O Poder Judiciário gastou R$ 718,6 milhões de dinheiro dos pagadores de impostos brasileiros em 2025 com auxílio-saúde para seus magistrados, considerando os juízes ativos e inativos. A verba serve para bancar planos de saúde e também para reembolso em caso de procedimentos particulares em hospitais ou dentistas.
Esse benefício poderá ser pago a partir de abril de 2026 sem entrar no limite para penduricalhos de até 70% do teto constitucional (que atualmente está em R$ 46.366,19), definido pelo Supremo Tribunal Federal em sessão que tratou do tema em 25 de março.
Na maioria das vezes, o auxílio-saúde também não tem incidência de Imposto de Renda. Isso significa que o dinheiro cai de forma livre na conta do magistrado, sem nenhum desconto.

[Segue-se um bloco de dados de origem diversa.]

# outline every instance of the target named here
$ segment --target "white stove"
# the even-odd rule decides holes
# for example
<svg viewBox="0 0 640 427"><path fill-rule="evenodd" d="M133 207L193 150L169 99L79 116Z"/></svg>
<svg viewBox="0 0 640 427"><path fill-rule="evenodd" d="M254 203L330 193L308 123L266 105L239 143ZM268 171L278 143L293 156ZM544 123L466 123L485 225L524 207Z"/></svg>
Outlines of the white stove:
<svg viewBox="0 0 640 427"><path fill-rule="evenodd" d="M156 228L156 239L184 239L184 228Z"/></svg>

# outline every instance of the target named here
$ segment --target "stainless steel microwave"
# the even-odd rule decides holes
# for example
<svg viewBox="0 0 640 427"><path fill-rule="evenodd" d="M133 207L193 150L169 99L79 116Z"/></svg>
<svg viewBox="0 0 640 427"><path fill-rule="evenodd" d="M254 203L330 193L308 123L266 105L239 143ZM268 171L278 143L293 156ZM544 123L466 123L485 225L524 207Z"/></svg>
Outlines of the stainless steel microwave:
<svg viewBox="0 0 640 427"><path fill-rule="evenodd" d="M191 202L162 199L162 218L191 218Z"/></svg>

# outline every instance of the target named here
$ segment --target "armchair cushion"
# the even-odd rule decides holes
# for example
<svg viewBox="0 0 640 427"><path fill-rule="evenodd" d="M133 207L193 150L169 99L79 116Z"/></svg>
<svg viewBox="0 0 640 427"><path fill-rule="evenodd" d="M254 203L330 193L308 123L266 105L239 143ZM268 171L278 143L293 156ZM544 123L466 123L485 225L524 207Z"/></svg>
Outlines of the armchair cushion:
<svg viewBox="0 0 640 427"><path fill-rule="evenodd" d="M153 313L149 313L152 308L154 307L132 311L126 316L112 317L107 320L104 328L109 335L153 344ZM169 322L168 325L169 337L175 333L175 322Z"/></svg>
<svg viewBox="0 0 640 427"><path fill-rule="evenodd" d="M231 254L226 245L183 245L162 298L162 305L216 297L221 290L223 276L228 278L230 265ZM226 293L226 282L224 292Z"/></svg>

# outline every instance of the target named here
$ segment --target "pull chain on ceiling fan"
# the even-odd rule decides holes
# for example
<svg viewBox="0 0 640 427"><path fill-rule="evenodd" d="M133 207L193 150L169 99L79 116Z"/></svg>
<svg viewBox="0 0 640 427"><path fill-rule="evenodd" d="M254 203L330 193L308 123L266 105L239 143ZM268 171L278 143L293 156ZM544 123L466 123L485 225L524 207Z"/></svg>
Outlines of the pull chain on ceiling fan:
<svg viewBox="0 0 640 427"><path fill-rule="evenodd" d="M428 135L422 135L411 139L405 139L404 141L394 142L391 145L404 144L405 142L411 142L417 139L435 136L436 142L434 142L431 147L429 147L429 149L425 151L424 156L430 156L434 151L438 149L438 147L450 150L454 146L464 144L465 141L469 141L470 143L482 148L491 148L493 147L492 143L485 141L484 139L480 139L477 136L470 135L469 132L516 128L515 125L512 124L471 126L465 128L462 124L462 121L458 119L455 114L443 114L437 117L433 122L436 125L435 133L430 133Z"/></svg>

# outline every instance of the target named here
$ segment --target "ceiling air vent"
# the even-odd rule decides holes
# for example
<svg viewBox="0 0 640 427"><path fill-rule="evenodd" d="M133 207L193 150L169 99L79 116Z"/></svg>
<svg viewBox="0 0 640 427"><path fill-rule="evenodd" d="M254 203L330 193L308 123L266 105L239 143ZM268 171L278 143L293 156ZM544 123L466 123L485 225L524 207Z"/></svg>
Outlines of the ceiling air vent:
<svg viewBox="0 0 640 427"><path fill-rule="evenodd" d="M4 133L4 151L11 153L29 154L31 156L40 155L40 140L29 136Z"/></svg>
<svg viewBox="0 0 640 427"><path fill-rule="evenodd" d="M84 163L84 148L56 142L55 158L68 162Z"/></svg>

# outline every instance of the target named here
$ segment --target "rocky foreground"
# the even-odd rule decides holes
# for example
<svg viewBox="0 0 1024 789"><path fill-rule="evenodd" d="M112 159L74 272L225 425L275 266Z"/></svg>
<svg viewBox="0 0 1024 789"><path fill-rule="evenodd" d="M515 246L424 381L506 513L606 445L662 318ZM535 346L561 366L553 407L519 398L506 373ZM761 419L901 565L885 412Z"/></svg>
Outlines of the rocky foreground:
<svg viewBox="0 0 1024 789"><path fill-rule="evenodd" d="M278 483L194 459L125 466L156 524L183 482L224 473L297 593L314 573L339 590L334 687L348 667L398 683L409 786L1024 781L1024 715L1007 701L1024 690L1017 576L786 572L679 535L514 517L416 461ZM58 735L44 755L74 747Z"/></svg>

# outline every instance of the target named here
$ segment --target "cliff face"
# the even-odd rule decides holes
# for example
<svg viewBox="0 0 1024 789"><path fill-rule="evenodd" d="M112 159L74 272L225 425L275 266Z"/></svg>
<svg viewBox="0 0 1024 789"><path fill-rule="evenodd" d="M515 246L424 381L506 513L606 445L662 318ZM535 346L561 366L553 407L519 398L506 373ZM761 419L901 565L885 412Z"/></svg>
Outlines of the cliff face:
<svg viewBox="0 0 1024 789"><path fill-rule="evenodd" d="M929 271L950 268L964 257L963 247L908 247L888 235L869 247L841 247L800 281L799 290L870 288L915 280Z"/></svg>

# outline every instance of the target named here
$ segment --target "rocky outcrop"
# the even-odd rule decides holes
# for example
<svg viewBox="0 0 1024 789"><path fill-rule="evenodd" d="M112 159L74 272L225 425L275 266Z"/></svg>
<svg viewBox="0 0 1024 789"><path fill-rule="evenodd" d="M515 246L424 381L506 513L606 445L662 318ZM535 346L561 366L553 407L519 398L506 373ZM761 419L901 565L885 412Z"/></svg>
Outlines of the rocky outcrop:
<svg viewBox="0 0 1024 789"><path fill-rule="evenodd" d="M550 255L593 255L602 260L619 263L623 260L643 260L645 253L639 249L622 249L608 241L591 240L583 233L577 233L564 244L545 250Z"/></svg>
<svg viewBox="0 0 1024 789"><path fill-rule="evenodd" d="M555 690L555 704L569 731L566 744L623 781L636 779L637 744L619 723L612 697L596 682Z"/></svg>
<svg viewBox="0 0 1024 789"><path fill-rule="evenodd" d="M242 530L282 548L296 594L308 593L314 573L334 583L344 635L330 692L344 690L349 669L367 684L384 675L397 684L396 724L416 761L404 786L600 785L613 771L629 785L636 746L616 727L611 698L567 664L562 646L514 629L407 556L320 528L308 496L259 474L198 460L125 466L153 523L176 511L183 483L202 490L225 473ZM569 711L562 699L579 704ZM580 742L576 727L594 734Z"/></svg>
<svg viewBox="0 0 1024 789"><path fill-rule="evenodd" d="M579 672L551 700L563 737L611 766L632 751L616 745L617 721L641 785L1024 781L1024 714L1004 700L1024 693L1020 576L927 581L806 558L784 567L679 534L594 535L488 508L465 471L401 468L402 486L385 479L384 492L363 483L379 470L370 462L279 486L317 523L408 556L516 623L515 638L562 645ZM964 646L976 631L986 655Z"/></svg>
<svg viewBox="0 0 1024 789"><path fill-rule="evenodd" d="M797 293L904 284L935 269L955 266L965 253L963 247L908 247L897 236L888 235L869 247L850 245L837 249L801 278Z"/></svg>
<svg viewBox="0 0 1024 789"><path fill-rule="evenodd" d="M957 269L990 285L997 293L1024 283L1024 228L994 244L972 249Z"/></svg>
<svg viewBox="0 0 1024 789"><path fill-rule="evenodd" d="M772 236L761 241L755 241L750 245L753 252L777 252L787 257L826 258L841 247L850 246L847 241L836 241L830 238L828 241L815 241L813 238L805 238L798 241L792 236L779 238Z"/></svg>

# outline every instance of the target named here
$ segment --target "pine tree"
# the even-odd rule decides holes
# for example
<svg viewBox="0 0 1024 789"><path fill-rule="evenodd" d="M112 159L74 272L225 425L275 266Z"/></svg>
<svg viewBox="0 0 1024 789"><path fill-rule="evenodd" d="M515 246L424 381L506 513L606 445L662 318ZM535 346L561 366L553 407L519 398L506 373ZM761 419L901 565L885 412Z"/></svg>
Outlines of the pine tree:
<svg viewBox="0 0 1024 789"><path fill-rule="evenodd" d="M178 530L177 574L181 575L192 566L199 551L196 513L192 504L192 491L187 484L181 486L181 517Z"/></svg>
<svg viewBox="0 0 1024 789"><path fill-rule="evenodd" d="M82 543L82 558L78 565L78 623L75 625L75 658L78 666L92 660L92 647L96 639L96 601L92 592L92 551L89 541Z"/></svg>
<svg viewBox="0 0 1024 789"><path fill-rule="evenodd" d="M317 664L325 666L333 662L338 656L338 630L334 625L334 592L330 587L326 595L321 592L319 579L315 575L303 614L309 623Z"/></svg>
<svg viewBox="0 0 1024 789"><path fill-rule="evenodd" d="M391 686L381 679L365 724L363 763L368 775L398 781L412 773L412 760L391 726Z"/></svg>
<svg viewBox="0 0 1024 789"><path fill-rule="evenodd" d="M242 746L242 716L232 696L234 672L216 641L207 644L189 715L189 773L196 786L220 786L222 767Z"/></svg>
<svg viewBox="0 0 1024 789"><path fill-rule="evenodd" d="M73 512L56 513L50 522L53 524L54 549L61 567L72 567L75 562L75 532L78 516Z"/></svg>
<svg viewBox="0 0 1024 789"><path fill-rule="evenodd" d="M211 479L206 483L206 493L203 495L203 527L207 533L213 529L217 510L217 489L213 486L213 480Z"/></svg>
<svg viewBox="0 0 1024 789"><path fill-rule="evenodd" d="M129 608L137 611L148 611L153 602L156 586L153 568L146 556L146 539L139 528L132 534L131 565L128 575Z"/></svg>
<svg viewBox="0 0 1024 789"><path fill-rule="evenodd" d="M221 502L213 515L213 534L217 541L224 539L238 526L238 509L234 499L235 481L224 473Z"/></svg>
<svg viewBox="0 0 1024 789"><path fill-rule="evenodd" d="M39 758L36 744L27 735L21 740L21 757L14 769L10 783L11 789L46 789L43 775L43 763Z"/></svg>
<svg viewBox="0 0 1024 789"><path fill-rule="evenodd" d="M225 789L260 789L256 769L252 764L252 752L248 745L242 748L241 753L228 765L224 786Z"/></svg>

Os valores mostrados no infográfico acima são subestimados porque há tribunais que não detalham as verbas classificadas como “indenizatórias”. Também há órgãos que não enviaram informações de todos os meses de 2025 ao CNJ (Conselho Nacional de Justiça), que compila todos os contracheques do Judiciário brasileiro.
O tribunal que mais gastou com auxílio-saúde em 2025 foi o de São Paulo, que representa também o Estado mais populoso do Brasil. O TJ de Minas Gerais foi o 2º que mais pagou o benefício, seguido do Paraná.
No TJ de Rondônia, 4 juízes chegaram a ganhar em 1 único mês de 2025 mais de R$ 1 milhão em auxílio-saúde. Essas verbas impulsionaram os salários desses magistrados ao recorde do ano passado.
O plenário do Supremo Tribunal Federal liberou na 4ª feira (25.mar) o pagamento de benefícios a juízes e integrantes do Ministério Público em até 70% além do teto constitucional, que hoje está em R$ 46.366,19. Com a autorização extrateto, a remuneração pode chegar a R$ 78.822,52.